Added onto SB 446, a bill about domestic workers, was an amendment that made a number of changes to the statutes governing the procedures for claims at the Connecticut Commission on Human Rights and Opportunities.
Its passage will result in a number of changes in the way CHRO claims are handled, including a shortening of the complaint process time frames to expedite the handling of cases, and prohibiting the same person from being assigned to conduct mandatory mediation process and investigate the complaint. It also will transfer a number of powers from the commission’s executive director to its legal staff.  Time will tell if these changes will be positive for the business community.
The final four bills all passed and are likely to be signed into law by the governor:

  • SB 963 requires the state Board of Education to make a curriculum available to public schools on free market capitalism and the history of organized labor and the collective bargaining process.
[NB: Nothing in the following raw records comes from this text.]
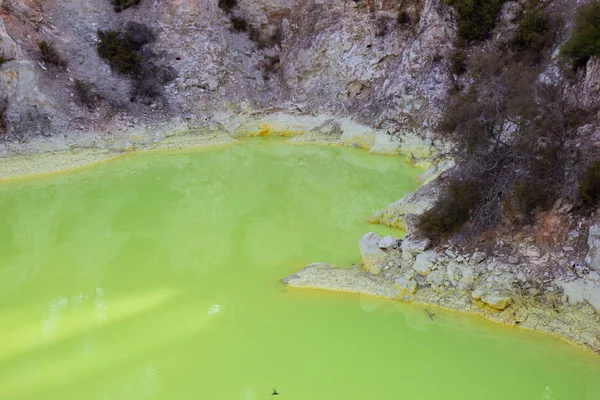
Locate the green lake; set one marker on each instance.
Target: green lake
(158, 276)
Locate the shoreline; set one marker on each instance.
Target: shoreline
(574, 324)
(46, 156)
(524, 311)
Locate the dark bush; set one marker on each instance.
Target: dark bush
(270, 65)
(262, 40)
(121, 55)
(589, 185)
(452, 211)
(86, 94)
(403, 17)
(138, 35)
(120, 5)
(239, 24)
(476, 18)
(3, 107)
(534, 34)
(458, 62)
(50, 56)
(227, 5)
(585, 37)
(4, 59)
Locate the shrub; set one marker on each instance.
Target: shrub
(86, 94)
(227, 5)
(4, 59)
(120, 54)
(239, 24)
(534, 34)
(120, 5)
(50, 56)
(458, 62)
(452, 211)
(589, 185)
(403, 17)
(476, 18)
(265, 41)
(3, 107)
(585, 37)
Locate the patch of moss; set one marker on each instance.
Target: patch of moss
(120, 5)
(50, 56)
(589, 185)
(476, 18)
(585, 37)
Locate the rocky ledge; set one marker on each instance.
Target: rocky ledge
(499, 288)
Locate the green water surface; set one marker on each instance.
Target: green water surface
(158, 277)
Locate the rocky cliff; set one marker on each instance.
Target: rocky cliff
(369, 73)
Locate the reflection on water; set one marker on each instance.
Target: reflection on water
(158, 277)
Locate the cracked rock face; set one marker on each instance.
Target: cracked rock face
(593, 256)
(372, 256)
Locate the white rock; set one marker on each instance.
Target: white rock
(425, 262)
(478, 257)
(492, 298)
(593, 256)
(411, 246)
(406, 286)
(372, 256)
(388, 242)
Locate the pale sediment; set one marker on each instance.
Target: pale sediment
(79, 149)
(544, 312)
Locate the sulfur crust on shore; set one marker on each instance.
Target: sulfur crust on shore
(573, 324)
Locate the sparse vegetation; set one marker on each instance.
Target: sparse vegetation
(458, 62)
(86, 94)
(589, 185)
(403, 17)
(511, 134)
(121, 53)
(125, 54)
(227, 5)
(50, 56)
(585, 37)
(4, 60)
(120, 5)
(535, 33)
(3, 107)
(239, 24)
(476, 18)
(453, 211)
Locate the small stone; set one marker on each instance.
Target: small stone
(478, 257)
(406, 286)
(372, 255)
(388, 242)
(424, 262)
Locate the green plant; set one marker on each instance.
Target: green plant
(534, 33)
(589, 185)
(476, 18)
(458, 62)
(4, 60)
(585, 37)
(227, 5)
(50, 56)
(3, 107)
(120, 5)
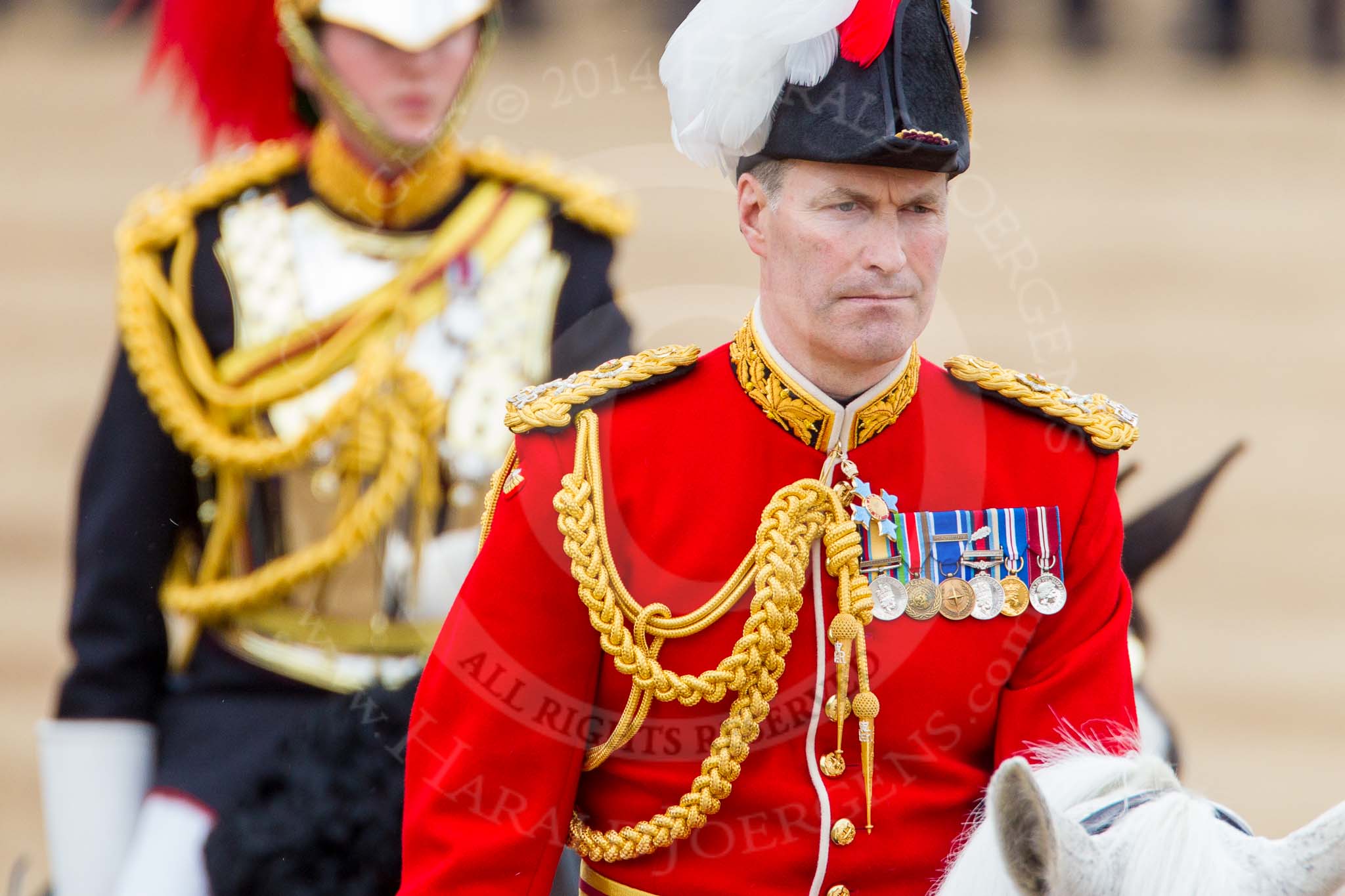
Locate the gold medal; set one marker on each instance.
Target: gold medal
(923, 599)
(1016, 595)
(957, 598)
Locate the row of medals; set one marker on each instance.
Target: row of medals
(984, 597)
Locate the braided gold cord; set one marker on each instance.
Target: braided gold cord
(385, 426)
(776, 566)
(1091, 413)
(550, 405)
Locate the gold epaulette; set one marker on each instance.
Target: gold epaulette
(550, 405)
(156, 218)
(1110, 425)
(584, 200)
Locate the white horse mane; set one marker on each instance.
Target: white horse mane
(1026, 837)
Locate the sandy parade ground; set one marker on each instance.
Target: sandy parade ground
(1139, 224)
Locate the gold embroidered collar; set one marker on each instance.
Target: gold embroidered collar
(349, 187)
(805, 410)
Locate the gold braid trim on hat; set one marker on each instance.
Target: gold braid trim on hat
(385, 429)
(959, 55)
(1110, 425)
(776, 566)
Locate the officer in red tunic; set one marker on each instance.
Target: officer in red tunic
(764, 620)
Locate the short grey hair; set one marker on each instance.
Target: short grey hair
(771, 174)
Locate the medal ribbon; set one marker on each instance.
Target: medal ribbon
(992, 542)
(915, 551)
(1044, 540)
(903, 572)
(947, 553)
(876, 547)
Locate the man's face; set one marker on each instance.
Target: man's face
(850, 259)
(408, 93)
  • SB 426 prohibits employers from requesting employees or prospective employees provide social media passwords to the employer, or requesting or requiring employees to invite the employer to join their personal online social network as a condition of employment.
  • SB 428 provides protection from workplace harassment or discrimination to unpaid interns. This bill will have minimal impact as most company employee policies have covered this for years.
  • HB 6707 spreads the cost of unemployment compensation from the employer to the business community as a whole for an individual terminated as a result of losing a driver’s license necessary to perform their job as a result of drunk driving while off duty.